Just Filmmaking celebrates the nuance and insight that emerges from local storytelling, rather than hiding behind notions of objective distance. It positions the entire process of storytelling and story-sharing as a practice of deep democracy in which filmmakers are active participants, not neutral observers. A Just Filmmaking praxis values documented communities as primary, not secondary, audiences and sets the table for a kind of locavore film movement, where stories and engagement strategies are informed by local communities who have the greatest stake in their accuracy and impact.
Filmmakers examining social issues may take a clear position or simply see their artistic work as part of the cultural and economic ecosystem in their community.

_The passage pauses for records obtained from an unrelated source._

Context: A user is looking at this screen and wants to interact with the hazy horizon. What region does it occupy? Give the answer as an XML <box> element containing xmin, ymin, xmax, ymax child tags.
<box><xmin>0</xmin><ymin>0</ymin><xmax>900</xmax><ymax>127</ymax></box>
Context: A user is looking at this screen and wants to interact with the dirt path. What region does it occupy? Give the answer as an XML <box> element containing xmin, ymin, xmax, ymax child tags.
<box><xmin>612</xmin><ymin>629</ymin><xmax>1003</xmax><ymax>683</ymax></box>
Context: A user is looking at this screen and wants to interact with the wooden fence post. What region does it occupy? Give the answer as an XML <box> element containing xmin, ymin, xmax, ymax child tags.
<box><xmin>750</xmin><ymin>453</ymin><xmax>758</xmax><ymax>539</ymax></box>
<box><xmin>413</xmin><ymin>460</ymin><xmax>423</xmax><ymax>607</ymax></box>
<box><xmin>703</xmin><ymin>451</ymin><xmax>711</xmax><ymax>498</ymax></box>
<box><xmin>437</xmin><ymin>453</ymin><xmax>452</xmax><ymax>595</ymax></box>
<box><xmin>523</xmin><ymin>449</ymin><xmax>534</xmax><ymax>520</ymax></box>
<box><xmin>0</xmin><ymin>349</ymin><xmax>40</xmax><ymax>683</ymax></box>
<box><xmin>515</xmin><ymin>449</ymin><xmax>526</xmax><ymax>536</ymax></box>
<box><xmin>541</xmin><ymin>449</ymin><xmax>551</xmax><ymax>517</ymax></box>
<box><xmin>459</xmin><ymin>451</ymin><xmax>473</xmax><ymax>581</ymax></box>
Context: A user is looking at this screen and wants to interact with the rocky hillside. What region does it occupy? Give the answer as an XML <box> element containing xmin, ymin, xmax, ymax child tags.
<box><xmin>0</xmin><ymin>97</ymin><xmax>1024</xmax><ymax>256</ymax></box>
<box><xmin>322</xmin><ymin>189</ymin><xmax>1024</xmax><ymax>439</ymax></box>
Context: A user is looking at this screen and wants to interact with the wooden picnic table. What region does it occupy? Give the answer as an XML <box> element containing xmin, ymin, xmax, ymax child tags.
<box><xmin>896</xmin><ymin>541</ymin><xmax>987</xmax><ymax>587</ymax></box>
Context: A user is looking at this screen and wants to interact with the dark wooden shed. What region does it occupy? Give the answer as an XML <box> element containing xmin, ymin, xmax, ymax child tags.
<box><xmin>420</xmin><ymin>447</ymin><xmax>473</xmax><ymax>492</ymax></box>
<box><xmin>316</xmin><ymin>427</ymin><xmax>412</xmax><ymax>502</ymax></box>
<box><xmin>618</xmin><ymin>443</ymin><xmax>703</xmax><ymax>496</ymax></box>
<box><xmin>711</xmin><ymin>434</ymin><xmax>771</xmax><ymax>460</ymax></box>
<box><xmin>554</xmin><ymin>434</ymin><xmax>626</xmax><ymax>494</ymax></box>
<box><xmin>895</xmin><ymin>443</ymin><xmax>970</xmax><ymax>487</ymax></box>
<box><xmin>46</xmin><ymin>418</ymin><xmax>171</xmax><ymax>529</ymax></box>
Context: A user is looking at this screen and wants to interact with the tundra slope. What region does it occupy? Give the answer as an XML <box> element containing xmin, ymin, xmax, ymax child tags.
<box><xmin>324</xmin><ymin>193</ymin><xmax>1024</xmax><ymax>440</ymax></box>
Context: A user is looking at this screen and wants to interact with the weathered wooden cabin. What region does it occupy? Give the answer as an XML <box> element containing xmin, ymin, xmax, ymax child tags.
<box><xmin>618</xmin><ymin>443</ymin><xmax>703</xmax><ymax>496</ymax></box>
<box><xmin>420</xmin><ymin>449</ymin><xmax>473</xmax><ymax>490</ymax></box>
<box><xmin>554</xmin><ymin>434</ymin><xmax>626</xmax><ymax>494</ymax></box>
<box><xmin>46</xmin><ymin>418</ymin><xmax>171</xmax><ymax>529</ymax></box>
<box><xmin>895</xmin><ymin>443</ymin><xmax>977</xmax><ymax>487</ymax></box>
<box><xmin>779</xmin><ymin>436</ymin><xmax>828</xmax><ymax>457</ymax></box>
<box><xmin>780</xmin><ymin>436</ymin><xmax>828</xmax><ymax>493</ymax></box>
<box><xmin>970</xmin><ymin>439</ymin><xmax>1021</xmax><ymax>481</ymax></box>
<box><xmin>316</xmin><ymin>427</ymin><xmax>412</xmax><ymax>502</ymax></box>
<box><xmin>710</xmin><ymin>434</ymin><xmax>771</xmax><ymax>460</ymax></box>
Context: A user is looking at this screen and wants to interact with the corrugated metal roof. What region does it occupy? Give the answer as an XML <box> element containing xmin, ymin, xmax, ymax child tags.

Either way, their physical proximity to the story will compel a level of accountability that might otherwise be avoided. And with metropolitan filmmakers focused on stories within their communities, new voices from underrepresented regions can step into the spotlight, animating the creative biodiversity of our national filmmaking.
Wanderlust and a voracious curiosity will always inspire artistic creation, and in time the industry may return to its default norms. But the forced pause in air travel and a reimagining of the form implores us to embrace an ethos shaped by intersectional justice movements. A principled, accountable, sustainable, place-based practice: a Just Filmmaking.
Sonya Childress is a Senior Fellow with the Perspective Fund, which partners with and funds impact-driven mediamakers and campaigns, where she advances accountable, equitable, and ethical practices within the documentary landscape through research, writing, and field-building efforts.